What can we learn from such things?  Certainly this: that those closest to the means of grace, and those that should have the best understanding of God, are sometimes far from Him.  And those that we might least suspect would have a desire for him, are sometimes the hungriest.  The magi, traveled from far away to worship the King of the Jews.  The whole of the Scribes and Pharisees were close by, yet showed no desire to investigate the birth of Christ.  And even when they were exposed to Jesus’ teaching, never responded in as much to leave their own comfort zone, and yet they knew the most.

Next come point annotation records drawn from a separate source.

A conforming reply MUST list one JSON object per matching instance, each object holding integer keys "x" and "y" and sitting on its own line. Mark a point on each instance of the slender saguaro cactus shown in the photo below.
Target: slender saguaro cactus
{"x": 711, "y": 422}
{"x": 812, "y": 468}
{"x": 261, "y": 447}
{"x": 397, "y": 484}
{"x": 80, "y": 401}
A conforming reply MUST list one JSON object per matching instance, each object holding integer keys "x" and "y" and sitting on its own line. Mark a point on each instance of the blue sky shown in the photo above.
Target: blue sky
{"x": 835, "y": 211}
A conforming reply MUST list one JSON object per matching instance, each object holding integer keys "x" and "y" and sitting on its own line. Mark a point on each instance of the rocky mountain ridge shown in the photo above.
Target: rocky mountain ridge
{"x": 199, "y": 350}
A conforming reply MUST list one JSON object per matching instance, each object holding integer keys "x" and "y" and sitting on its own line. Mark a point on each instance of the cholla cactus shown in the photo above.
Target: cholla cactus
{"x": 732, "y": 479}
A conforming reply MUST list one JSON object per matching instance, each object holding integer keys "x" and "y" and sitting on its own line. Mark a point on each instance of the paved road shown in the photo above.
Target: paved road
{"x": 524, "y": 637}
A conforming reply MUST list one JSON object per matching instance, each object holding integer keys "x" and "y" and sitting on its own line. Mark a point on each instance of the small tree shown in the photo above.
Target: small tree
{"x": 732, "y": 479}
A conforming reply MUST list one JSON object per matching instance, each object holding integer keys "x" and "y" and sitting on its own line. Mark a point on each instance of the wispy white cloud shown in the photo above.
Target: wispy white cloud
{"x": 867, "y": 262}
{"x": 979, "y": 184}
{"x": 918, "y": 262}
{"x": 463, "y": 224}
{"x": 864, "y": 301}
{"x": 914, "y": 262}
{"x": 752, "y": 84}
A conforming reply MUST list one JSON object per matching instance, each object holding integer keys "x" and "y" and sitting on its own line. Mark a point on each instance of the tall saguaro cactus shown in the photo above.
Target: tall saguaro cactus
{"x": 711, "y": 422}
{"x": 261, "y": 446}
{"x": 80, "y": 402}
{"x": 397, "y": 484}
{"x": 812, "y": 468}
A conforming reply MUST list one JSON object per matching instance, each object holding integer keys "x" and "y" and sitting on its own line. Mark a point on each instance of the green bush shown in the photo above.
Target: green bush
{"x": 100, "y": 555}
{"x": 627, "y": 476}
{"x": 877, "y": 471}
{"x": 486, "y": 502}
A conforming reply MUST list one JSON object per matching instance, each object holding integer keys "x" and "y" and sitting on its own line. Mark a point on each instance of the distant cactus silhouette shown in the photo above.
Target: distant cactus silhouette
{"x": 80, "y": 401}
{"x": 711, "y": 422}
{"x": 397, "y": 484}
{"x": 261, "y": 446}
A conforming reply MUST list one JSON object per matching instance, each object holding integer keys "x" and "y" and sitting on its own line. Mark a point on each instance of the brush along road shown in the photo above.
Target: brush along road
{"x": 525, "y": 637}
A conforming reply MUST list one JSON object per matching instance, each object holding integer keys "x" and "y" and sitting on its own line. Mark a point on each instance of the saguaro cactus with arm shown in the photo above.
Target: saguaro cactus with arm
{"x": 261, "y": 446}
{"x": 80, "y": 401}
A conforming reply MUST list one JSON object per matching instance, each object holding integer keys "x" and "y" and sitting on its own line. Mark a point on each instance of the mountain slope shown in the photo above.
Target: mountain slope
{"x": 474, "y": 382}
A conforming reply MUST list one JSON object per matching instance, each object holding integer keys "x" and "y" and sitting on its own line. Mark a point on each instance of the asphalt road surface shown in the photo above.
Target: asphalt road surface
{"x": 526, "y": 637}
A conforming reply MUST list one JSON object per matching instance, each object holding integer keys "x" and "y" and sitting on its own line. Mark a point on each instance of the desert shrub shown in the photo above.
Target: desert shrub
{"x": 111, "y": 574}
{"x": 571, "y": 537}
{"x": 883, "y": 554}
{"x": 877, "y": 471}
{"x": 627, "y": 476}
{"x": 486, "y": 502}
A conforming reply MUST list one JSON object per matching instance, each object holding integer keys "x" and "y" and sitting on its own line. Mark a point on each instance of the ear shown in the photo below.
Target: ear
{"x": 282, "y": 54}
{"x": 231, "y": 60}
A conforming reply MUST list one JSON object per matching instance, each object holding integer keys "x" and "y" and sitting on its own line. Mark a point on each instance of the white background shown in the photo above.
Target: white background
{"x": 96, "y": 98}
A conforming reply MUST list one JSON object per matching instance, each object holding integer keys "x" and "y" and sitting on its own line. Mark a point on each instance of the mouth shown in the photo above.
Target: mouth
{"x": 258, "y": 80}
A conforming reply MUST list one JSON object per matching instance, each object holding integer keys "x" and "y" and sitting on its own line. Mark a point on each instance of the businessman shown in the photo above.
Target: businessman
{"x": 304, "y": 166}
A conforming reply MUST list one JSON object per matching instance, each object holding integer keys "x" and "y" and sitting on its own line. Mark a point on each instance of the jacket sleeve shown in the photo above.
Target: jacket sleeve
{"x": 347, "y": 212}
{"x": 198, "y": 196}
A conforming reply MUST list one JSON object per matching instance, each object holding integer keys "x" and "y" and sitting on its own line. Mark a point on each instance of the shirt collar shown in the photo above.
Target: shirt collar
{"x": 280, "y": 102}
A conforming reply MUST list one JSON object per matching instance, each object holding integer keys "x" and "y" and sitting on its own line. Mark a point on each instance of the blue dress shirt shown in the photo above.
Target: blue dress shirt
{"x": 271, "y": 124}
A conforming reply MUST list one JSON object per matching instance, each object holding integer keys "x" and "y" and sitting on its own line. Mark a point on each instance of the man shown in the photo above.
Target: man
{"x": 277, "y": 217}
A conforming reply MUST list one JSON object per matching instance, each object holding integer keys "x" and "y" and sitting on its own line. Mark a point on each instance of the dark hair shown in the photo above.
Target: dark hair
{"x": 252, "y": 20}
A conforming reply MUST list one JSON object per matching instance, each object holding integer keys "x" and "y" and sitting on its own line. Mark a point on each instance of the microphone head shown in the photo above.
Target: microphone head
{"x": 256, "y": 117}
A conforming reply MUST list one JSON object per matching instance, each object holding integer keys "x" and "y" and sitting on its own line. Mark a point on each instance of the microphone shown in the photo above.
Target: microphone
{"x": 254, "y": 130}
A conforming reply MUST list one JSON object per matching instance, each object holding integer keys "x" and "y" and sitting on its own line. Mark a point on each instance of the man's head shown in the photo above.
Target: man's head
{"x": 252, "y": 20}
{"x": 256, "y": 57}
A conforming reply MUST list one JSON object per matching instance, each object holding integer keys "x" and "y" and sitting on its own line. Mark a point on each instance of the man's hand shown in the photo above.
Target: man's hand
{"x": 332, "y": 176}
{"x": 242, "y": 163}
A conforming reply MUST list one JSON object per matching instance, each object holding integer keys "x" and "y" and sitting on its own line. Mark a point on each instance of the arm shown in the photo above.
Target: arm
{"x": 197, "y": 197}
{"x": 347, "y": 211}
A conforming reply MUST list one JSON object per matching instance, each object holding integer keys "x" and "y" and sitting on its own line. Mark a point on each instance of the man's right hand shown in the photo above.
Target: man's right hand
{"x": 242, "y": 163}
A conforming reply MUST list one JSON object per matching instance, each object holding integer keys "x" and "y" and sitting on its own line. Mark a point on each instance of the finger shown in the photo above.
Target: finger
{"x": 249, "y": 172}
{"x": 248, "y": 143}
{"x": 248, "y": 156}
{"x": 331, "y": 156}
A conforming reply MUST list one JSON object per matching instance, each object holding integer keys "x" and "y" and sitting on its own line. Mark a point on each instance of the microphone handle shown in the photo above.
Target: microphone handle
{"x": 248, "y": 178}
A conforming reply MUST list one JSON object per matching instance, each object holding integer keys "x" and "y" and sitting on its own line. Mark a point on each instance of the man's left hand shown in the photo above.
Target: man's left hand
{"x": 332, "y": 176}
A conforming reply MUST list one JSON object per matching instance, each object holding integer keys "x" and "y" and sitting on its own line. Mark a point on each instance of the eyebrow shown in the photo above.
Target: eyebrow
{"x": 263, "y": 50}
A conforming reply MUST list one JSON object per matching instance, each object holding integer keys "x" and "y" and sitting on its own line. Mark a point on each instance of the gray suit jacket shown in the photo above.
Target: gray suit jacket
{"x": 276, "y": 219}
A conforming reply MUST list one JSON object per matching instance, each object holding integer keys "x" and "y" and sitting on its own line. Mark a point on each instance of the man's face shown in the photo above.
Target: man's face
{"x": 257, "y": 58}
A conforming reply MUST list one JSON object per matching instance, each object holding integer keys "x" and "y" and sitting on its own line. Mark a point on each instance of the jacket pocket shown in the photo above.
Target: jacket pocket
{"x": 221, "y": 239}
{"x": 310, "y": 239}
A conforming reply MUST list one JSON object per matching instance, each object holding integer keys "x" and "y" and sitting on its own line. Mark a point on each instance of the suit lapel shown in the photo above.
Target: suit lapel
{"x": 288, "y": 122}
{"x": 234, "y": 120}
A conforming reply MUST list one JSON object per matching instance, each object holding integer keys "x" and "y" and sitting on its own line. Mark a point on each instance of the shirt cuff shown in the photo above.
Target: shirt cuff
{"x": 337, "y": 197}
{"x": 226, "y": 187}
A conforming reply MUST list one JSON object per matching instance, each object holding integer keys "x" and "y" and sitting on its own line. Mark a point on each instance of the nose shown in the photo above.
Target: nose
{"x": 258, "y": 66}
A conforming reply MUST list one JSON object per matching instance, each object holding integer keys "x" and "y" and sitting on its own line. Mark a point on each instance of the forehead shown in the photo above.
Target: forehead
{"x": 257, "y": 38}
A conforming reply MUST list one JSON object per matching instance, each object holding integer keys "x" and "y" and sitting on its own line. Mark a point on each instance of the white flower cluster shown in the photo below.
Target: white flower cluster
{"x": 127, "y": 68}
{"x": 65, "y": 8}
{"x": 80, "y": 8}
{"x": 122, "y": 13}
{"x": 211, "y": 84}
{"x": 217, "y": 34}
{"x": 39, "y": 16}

Some of us who have attended church all of our lives run the risk of losing our passion for Christ.  We think that we’ve “heard it all before.”  We might be the most susceptible to “missing the boat.”  Then there are those that have lived apart from Christ all of their lives.  When they hear the gospel for the first time, it appears as how it was meant- revolutionary.  J.C. Ryle, English pastor of the late 19th century said: “Let us beware of resting satisfied with head-knowledge.  It is an excellent thing, when rightly used.  But a man may have much of it, and yet perish everlastingly.  What is the state of our hearts?  This is the great question.”[4]

Christ is worthy of our worship, just as He was worthy of theirs.  He is Lord and king and we must recognize Him as such.      Back then the Magi gave Him gifts.  Jesus then gave His life.  Today, He asks us if we would give Him our lives.  Communion is a symbol of that exchange, where we recognize His gift and we offer ourselves back to Him.  The bread represents His body.  The cup represents His blood.  This is why belieivers often recite the Apostle’s Creed on communion Sundays, a statement that provides a summary of what it taught in the New Testament.  Communion is also a time of confession and rededication.   As we partake of the symbols together, let us remember all that Christ has done for us.


[1] A.W. Tozer, quoted in D.J. Fant, A.W. Tozer, Christian Publications, 1964, p. 90.

[2] BAGD, 716-17.

[3] The Works of Josephus (Ant., XVII, viii, 1).

[4] J.C. Ryle, Expository Thoughts on Matthew, (Edinburgh: Banner of Truth, 1986), 11.